This was one long, hot, sweltering slog for Serena Williams on Monday in her opening match of the Western & Southern Open. After a grueling two hours and 47 minutes, she finally overcame the powerful and spirited game of Arantxa Rus, a qualifier from the Netherlands, to pull out a 7-6 (6), 3-6, 7-6 (0) win on the Grandstand Court at the Billie Jean King National Tennis Center.
After such a physically testing match, the 38-year-old Williams professed to be fit and ready to go.
“Physically, I feel I’m incredibly fit,” Williams said. “I did hit a wall today in the second set, it was so hot. That never happens.”
The W&S is owned by the United States Tennis Association and was moved from its home in Cincinnati to the tennis center as a run-up to the U.S. Open. It’s a combined women’s and men’s event and for Williams it was an opportunity to get her game amped up as she goes for her 24th Grand Slam title at the Open.
Williams returned to competitive tennis last week at a tournament in Lexington, Kentucky, the first WTA event in the United States since the tour was shut down the first of March by the COVID-19 pandemic. There, after defeating sister Venus in the second round, she was beaten by Shelby Rogers, the 116th-ranked player in the world. Before these two tournaments, you had to go back to early February when she had last played competitively in a Fed Cup qualifier against Latvia.
At the very start of the year she won her 73rd career title at Auckland and then lost in the third round of the Australian Open to Qiang Wang.
With no spectators at this event or the Open, this is a decidedly non-Serena Williams atmosphere. She and Rus were led from Ashe Stadium to the Grandstand by a single person, not one security guard in sight.

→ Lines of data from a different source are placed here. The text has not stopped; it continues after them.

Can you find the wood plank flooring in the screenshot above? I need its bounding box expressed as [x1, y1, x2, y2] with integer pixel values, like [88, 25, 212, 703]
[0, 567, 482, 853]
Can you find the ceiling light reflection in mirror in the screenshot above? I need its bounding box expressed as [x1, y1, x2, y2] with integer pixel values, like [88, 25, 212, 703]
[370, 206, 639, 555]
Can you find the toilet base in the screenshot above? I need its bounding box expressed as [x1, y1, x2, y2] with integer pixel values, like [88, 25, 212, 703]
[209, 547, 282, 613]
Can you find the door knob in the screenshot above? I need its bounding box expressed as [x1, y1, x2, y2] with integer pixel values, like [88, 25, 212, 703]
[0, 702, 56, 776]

The 8,000-plus seat Grandstand is the feature court of this event, and at the start of the play there were 22 people spread around its vastness, including Williams’ coach, Patrick Mouratoglou.
Instead of the roars that match her own, Williams was singularly alone when she let out a few emphatic exclamations after winning a point.
Rus, ranked No. 72, showed up ready to play right out of the gate, pretty much matching Williams with the strength of her ground strokes and winning the longer rallies before finally losing the first set in a tiebreak.
But after Williams broke Rus’ serve to start the second set, she lost her next two service games and Rus closed it out to send the match to a deciding third set. The heat rule was in effect and the players took a 10-minute recess before the start of the third.
After breaking Rus to start the third, Williams lost her next two service games and had to break Rus in the 12th game to send the match to a tiebreaker, which she won rather bizarrely, 7-0, after such a closely contested tussle. All the training she did during the hiatus culminated in a win.
“Before the baby [daughter Olympia born in September of 2017) I was always super fit,” Williams said. “It was one thing that people maybe didn’t recognize about me, but obviously you can’t win a lot of tournaments and Grand Slams without being fit.”
And she pulled out the win on Monday without thousands of her New York fans ready to lift her up when she was down.
“At one point I was pumping my fist and saying ‘C’mon.’ It was like I had a crowd in my head,” Williams said. “For me it was like there was a crowd there.”
Murray ousts No. 7-ranked seed Zverev
Andy Murray earned his first Top 10 victory in more than three years at the Western & Southern Open, beating World No. 7 Alexander Zverev 6-3, 3-6, 7-5. Zverev served for the match at 5-4 in the third set, then Murray rallied to win three straight games. Since his last top 10 victory against Kei Nishikori in the 2017 French Open, Murray has undergone two right hip surgeries.